Ginnie me dirigió una mirada sorprendida. Lo sabía. Rápidamente la llevé a la salita y la hice sentarse.

—Pero Karen está…

—Lo sé —dije—. Pero quiero hablar con usted.

—Creo que sería mejor que llamara a la señorita Peters —dijo Ginnie. Empezó a levantarse. Yo volví a empujarla suavemente.

—Antes de que lo haga —dije—, es mejor que sepa que ayer asistí a la autopsia de Karen.

Ella se llevó una mano a los labios.

—Siento haber sido tan brusco, pero hay algunas cuestiones de extrema gravedad, a las que sólo usted puede contestar. Tanto usted como yo sabemos lo que la señorita Peters diría.

—Diría que no puedo hablar con usted —repuso Ginnie. Me miraba recelosa, pero advertí que estaba llena de curiosidad.

—Vayamos a algún lugar privado —dije.

—No sé…

—Sólo serán unos minutos.

Ella se levantó y se dirigió al vestíbulo.

—Normalmente no están permitidas las visitas masculinas a nuestras habitaciones —dijo—, pero usted es un pariente, ¿no?

—Sí —contesté.

Ginnie y Karen compartían una habitación en la planta baja, en la parte trasera del edificio. Era pequeña y estaba llena de objetos típicamente femeninos: fotografías de muchachos, cartas, postales de cumpleaños, programas de los partidos de fútbol americano de Ivy, trozos de cinta, programas de clase, frascos de perfume, y algunos muñecos de trapo; Ginnie se sentó en el borde de una cama y me señaló una silla.

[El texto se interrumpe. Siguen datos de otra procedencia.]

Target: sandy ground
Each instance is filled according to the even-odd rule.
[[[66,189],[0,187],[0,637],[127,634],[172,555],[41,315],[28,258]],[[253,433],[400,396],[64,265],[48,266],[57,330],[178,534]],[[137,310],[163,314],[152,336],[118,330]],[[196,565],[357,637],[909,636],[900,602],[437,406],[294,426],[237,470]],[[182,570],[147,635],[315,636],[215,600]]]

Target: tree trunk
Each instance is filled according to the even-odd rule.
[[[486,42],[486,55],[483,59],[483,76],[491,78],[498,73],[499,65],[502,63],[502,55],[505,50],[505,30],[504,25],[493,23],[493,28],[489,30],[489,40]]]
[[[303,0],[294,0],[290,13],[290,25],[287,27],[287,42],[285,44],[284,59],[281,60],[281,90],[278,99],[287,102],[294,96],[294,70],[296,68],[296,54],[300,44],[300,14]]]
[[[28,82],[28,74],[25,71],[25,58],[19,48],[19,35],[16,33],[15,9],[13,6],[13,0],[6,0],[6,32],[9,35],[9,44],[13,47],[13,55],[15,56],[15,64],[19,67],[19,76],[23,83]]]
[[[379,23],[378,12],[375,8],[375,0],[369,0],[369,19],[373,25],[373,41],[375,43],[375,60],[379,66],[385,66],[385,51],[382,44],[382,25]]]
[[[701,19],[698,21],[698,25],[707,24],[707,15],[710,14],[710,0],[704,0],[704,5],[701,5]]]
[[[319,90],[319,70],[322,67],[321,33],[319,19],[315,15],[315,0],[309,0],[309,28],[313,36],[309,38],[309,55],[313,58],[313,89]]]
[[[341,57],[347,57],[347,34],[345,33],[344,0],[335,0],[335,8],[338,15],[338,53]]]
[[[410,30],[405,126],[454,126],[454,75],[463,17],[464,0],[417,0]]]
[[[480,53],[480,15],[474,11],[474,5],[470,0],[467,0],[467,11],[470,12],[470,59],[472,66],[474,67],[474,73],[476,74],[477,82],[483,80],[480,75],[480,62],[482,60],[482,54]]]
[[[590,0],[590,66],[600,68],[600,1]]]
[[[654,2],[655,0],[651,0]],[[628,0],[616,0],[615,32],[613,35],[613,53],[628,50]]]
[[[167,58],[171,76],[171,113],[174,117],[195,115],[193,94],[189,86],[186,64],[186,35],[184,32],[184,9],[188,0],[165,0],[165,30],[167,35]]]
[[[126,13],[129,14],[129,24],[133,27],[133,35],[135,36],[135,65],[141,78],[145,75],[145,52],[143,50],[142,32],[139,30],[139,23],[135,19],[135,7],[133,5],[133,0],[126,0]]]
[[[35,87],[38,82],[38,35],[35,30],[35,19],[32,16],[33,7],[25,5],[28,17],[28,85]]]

—La señorita Peters me dijo anoche que Karen había… muerto en un accidente. Me pidió que no hablara a nadie de ello por el momento. Es curioso. Nunca conocí a nadie de mi edad que muriera de eso, y es curioso. Quiero decir extraño. No sentí nada. No puedo hacerme a la idea. Creo que en realidad aún no me lo creo.

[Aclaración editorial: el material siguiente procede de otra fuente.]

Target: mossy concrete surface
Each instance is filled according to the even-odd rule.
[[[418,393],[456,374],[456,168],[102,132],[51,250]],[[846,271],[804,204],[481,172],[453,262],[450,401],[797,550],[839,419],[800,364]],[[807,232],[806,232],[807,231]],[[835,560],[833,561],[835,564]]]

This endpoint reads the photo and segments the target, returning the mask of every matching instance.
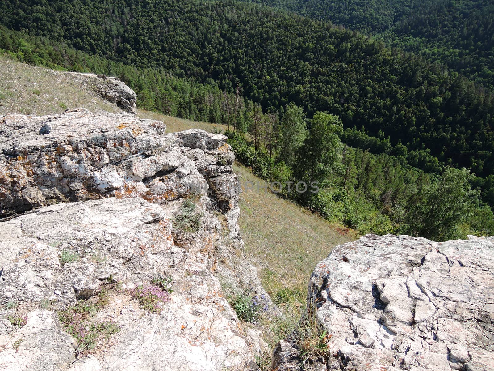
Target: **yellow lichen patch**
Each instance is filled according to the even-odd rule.
[[[139,135],[140,134],[142,134],[143,133],[144,133],[144,131],[143,130],[140,128],[139,128],[139,127],[137,127],[137,128],[133,128],[132,129],[132,134],[133,134],[134,136],[135,136],[136,137],[137,137],[138,135]]]
[[[230,150],[230,148],[228,148],[228,144],[225,143],[223,145],[218,147],[218,150],[221,151],[221,152],[227,152]]]
[[[115,197],[119,199],[135,198],[141,196],[141,192],[135,186],[131,186],[127,183],[124,186],[115,191]]]
[[[168,189],[165,192],[156,194],[148,191],[142,195],[142,198],[148,202],[161,203],[164,201],[170,201],[178,198],[178,193],[173,189]]]

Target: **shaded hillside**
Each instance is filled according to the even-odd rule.
[[[1,10],[5,25],[111,60],[230,92],[239,82],[265,109],[293,101],[309,116],[328,111],[346,127],[401,140],[428,170],[440,171],[434,157],[483,177],[494,168],[492,93],[351,32],[229,2],[12,1]]]

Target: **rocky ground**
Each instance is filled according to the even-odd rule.
[[[226,137],[83,109],[1,123],[1,369],[256,368],[222,286],[276,310]]]
[[[304,357],[303,336],[287,339],[274,369],[493,370],[494,236],[337,246],[312,274],[305,317],[319,351]]]

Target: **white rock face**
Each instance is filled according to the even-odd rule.
[[[119,78],[93,73],[57,73],[69,75],[73,79],[78,80],[84,85],[90,85],[91,90],[103,99],[115,103],[124,111],[135,113],[137,96],[133,90],[121,81]]]
[[[327,369],[494,370],[494,236],[469,238],[368,234],[335,247],[308,296],[331,335]]]
[[[242,329],[222,288],[267,297],[242,252],[226,137],[165,134],[161,122],[84,109],[0,124],[0,317],[27,322],[0,320],[0,369],[256,369],[260,333]],[[201,215],[197,231],[174,226],[184,197]],[[158,274],[172,277],[174,290],[159,314],[128,293]],[[80,354],[56,312],[93,298],[109,279],[123,291],[95,321],[121,331]]]

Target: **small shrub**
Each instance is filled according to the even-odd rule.
[[[7,309],[13,309],[17,307],[17,302],[16,301],[7,301],[5,305]]]
[[[41,308],[47,309],[51,305],[51,301],[49,299],[43,299],[40,302],[40,305]]]
[[[120,331],[120,328],[111,321],[89,322],[108,304],[107,296],[106,291],[102,290],[95,302],[79,300],[73,307],[58,312],[58,318],[66,331],[77,339],[79,354],[85,354],[93,349],[99,336],[108,339]]]
[[[60,255],[60,263],[62,265],[72,263],[79,260],[79,255],[75,251],[66,249],[62,251]]]
[[[161,275],[155,276],[151,280],[151,283],[157,286],[159,286],[166,292],[173,292],[173,290],[171,288],[173,287],[173,278],[171,276],[166,275],[163,276]]]
[[[251,297],[244,293],[229,297],[228,302],[237,317],[246,322],[258,321],[261,314],[269,310],[264,295]]]
[[[213,128],[213,132],[215,134],[221,134],[221,132],[223,131],[222,129],[218,129],[218,127],[215,125],[211,125],[211,127]]]
[[[327,358],[329,354],[328,342],[331,335],[317,322],[315,312],[309,310],[295,331],[295,345],[304,364],[307,360]]]
[[[223,158],[222,156],[219,155],[216,155],[214,156],[217,161],[216,161],[216,164],[219,166],[226,166],[228,164],[227,164],[226,160]]]
[[[7,319],[10,321],[12,326],[15,326],[20,328],[28,323],[28,317],[25,316],[23,317],[16,317],[13,316],[7,316]]]
[[[201,227],[203,213],[198,212],[196,204],[189,199],[184,201],[173,219],[173,227],[189,233],[195,233]]]
[[[15,341],[15,342],[14,343],[13,345],[12,346],[12,347],[15,349],[15,351],[17,352],[19,349],[19,347],[20,346],[21,343],[24,341],[24,339],[22,338],[17,339],[17,340]]]
[[[163,309],[162,304],[170,300],[169,294],[157,285],[141,285],[130,290],[130,294],[137,299],[141,308],[155,313],[160,313]]]

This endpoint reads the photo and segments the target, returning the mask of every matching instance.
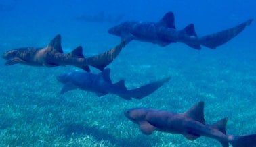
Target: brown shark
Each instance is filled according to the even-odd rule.
[[[85,58],[83,49],[79,46],[71,53],[64,54],[61,45],[61,36],[57,35],[45,48],[24,47],[12,49],[4,53],[3,58],[7,60],[5,65],[24,64],[48,67],[60,65],[72,65],[87,71],[93,66],[101,71],[110,64],[125,47],[125,41],[103,53]]]
[[[126,110],[125,115],[140,125],[145,134],[154,131],[180,134],[190,140],[204,136],[219,141],[223,146],[255,147],[256,134],[246,136],[228,135],[226,131],[228,119],[222,119],[213,125],[205,124],[204,102],[194,105],[183,113],[174,113],[152,109],[136,108]]]

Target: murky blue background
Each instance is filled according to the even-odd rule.
[[[119,42],[107,30],[122,21],[157,22],[171,11],[178,30],[194,23],[201,36],[255,18],[255,6],[251,0],[1,0],[0,51],[43,47],[60,34],[66,53],[82,45],[89,57]],[[121,19],[83,19],[102,13]],[[180,43],[161,47],[131,42],[108,66],[114,82],[125,79],[131,89],[172,77],[141,100],[126,101],[111,94],[98,98],[79,90],[62,96],[62,86],[56,76],[74,67],[7,67],[1,59],[0,146],[219,146],[205,137],[192,142],[177,134],[143,135],[123,115],[124,109],[138,107],[182,113],[200,100],[205,102],[207,123],[227,117],[228,134],[255,134],[255,38],[253,22],[215,50],[202,47],[197,51]]]

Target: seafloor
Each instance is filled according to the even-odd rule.
[[[119,42],[106,33],[108,26],[101,27],[93,30],[89,24],[86,30],[81,25],[69,28],[68,32],[59,29],[45,33],[40,27],[26,32],[17,28],[3,32],[1,51],[43,47],[61,33],[66,51],[82,45],[89,57]],[[205,102],[207,123],[228,117],[228,134],[255,134],[255,46],[247,34],[215,50],[131,42],[108,66],[113,82],[125,79],[131,89],[171,76],[170,82],[140,100],[127,101],[112,94],[98,98],[79,90],[61,95],[62,85],[56,76],[75,68],[5,66],[1,59],[0,146],[219,146],[217,141],[205,137],[190,141],[177,134],[144,135],[123,113],[125,109],[140,107],[182,113],[200,100]]]

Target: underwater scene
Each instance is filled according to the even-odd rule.
[[[255,6],[1,0],[0,146],[256,146]]]

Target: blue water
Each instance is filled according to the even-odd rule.
[[[87,22],[81,16],[104,13],[121,21],[156,22],[172,11],[177,29],[194,23],[198,36],[256,18],[256,3],[228,1],[0,1],[0,52],[45,47],[56,34],[66,53],[82,45],[89,57],[119,42],[107,30],[119,23]],[[168,76],[171,80],[149,96],[126,101],[74,90],[60,94],[57,75],[77,69],[22,65],[0,60],[0,146],[219,146],[211,138],[142,134],[123,115],[125,109],[150,107],[182,113],[204,100],[207,123],[228,118],[228,134],[256,134],[256,25],[215,50],[177,43],[159,47],[133,41],[110,64],[114,82],[131,89]],[[99,72],[93,69],[93,72]]]

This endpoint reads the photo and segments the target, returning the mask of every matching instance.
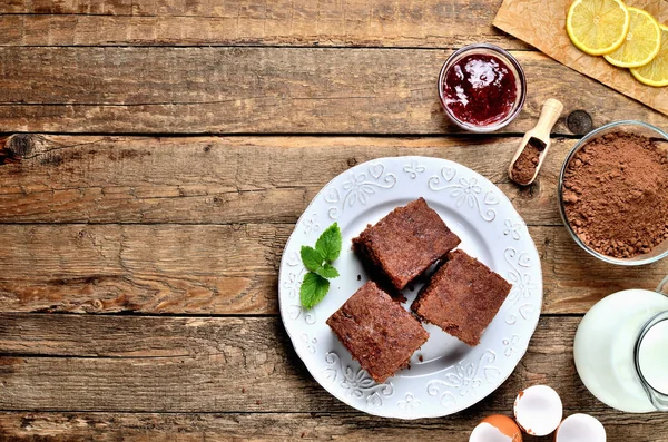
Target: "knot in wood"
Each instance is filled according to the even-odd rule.
[[[23,159],[35,150],[35,136],[30,134],[12,135],[7,140],[4,148],[12,157]]]

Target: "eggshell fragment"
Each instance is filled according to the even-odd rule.
[[[522,432],[512,419],[492,414],[473,429],[469,442],[522,442]]]
[[[606,429],[589,414],[571,414],[557,429],[554,442],[606,442]]]
[[[554,390],[547,385],[533,385],[518,394],[513,412],[527,434],[547,435],[559,426],[563,406]]]

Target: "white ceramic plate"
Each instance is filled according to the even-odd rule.
[[[482,335],[469,347],[433,325],[430,338],[384,384],[360,369],[325,321],[366,281],[351,240],[393,208],[423,197],[459,235],[460,248],[513,287]],[[337,222],[343,249],[330,293],[313,310],[299,305],[306,269],[302,245],[314,246]],[[358,277],[358,275],[361,277]],[[420,286],[406,288],[406,308]],[[332,179],[311,202],[291,235],[278,278],[281,317],[306,367],[330,393],[363,412],[387,418],[434,418],[455,413],[493,392],[524,355],[542,304],[540,259],[527,226],[510,200],[487,178],[453,161],[426,157],[381,158]]]

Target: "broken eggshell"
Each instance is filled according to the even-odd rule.
[[[518,394],[513,412],[515,421],[527,434],[547,435],[561,423],[563,406],[553,389],[533,385]]]
[[[469,442],[522,442],[522,432],[512,419],[492,414],[473,429]]]

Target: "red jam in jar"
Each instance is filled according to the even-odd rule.
[[[514,72],[492,55],[462,57],[448,69],[441,87],[444,105],[454,118],[473,126],[503,120],[518,98]]]

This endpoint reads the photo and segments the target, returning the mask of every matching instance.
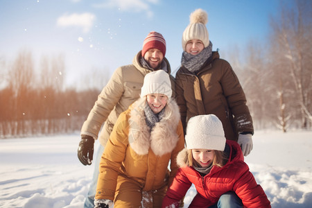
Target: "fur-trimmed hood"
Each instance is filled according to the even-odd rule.
[[[148,154],[150,148],[158,156],[171,152],[179,140],[176,129],[180,116],[175,101],[168,99],[162,119],[150,132],[146,125],[145,105],[146,98],[141,98],[130,107],[128,139],[131,148],[139,155]]]

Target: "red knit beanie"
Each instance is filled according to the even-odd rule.
[[[150,49],[157,49],[162,51],[162,55],[166,54],[166,40],[162,35],[155,31],[150,32],[143,42],[142,56]]]

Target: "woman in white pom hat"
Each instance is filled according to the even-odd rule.
[[[178,207],[192,184],[198,193],[189,207],[270,207],[257,184],[239,144],[226,140],[221,121],[214,114],[191,118],[187,148],[177,155],[180,166],[162,207]]]
[[[119,116],[100,162],[95,207],[161,207],[184,147],[179,109],[164,70],[144,77],[141,98]],[[170,162],[170,169],[168,166]]]
[[[202,9],[190,15],[182,40],[181,67],[175,76],[176,101],[184,129],[189,119],[214,114],[221,121],[227,139],[238,141],[247,156],[252,149],[252,119],[239,79],[218,51],[212,51]]]

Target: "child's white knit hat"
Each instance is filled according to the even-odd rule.
[[[168,98],[171,97],[171,82],[168,73],[159,69],[145,76],[140,96],[143,98],[150,94],[162,94],[166,95]]]
[[[216,116],[199,115],[189,119],[185,135],[187,149],[224,151],[225,141],[223,126]]]

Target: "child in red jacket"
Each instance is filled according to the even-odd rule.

—¿Conocía usted a Karen antes de compartir esta habitación?

—No. Fue la escuela quien nos puso juntas.

—¿Se entendían ustedes bien?

Ella se encogió de hombros. Había aprendido a balancear el cuerpo a cada movimiento que hacía. Pero era algo postizo, como si hubiera practicado los gestos delante del espejo muchas veces.

—Creo que nos entendíamos. Karen no era la típica novata. No estaba nada asustada, y siempre se marchaba durante los fines de semana, o en un día cualquiera. Prácticamente no acudía nunca a clase, y siempre estaba diciendo que odiaba todo esto. Eso es algo que siempre se dice, ya sabe, pero ella lo decía sinceramente. Realmente lo odiaba.

—¿Por qué lo cree usted así?

—Por la forma en que actuaba. No acudía a las clases, se marchaba siempre del colegio. Los fines de semana decía que iba a visitar a sus padres. Pero ella me explicaba que nunca iba. Decía que odiaba a sus padres.

Ginnie se levantó y abrió un armario. Dentro, clavada en la puerta, había una gran fotografía de J.D. Randall. La fotografía estaba llena de pequeños agujeros.

—¿Sabe para qué utilizaba esto? Para hacer puntería con los dardos. Éste es su padre; es un cirujano o algo parecido; le lanzaba los dardos todas las noches, antes de acostarse.

Ginnie cerró la puerta.

—¿Y su madre qué?

—Oh, ella adoraba a su madre. Su verdadera madre, la que murió. Ahora tiene una madrastra. A Karen nunca le gustó demasiado.

—¿De qué otras cosas hablaba Karen?

—De muchachos —dijo Ginnie, sentándose nuevamente en la cama—. Es de lo que todas hablamos. Muchachos. Karen había ido a una escuela privada cerca de aquí y conocía a montones de muchachos. Los Yalies siempre venían a verla.